A note about Conscious Fashion vs Fast Fashion from Founder Nikki Reed

Jul 2020

 

Constantly faced with the pressure to create cheaper products, and also pulled internally because I agree that sustainable should also mean attainable and exist outside the luxury space, I try to view this as an opportunity to also educate myself first, and then anyone who wants to learn with me on what cheap means and how brands achieve cheap. Let’s talk about that here.

Cheap products mean cheap labor. The breakdown of margins from factory to consumer is something the average consumer knows very little about, and something I am now extremely familiar with through Bayou. It goes something like this: if a shirt is able to be sold for $5 it means that Brand is buying the shirt for $2 from the factory. For the factory to also make a profit it means they’re paying the workers $1 to make that shirt or less. So we are looking at paying people cents per hour for labor. This is beyond unethical. There’s also a huge environmental cost, with cheap dyes and conditions poisoning our planet.
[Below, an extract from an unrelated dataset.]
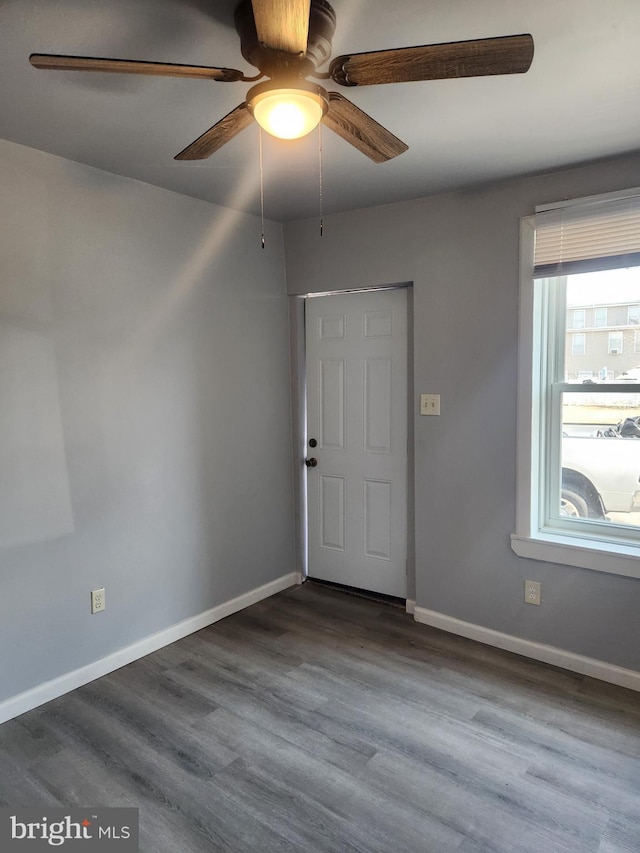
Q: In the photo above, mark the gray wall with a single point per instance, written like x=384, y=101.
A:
x=145, y=422
x=461, y=252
We have to think about buying less but buying quality. Those $5 shirts are designed to fall apart anyway, continuing a model of consumption consumption consumption. We have to change our consumer habits in order to change our labor laws! Of course, there are people who cannot afford a $40 T-shirt.

I was raised by a single mother who made only enough money for necessities raising two kids in a very expensive city - we didn’t have money for expensive clothes either. But now is the time to put pressure on the system to change from the inside out. I’m not talking about people who don’t have the ability right now. I’m talking about those who do, being a part of the change for everyone else. There are people who can afford to make better choices but choose not to because the addiction to new clothes and consumer habits is built into marketing models. Let’s start with changing the minds of those who can do better. Addiction to new, being taken advantage of by a system that capitalizes on our addiction to new, that is what must change.  We are targeted by algorithms and harassed by advertisements all day long both consciously and subconsciously. Fast fashion must end. We have to start caring, and we have to start checking in with ourselves about our own habits and choices. That same five dollars you spend on a T-shirt made in horrible working conditions can also go towards purchasing a used piece from a thrift shop, or paying a seamstress to mend a hole in something you would otherwise discard. We’ve got to get creative. It doesn’t always have to be new!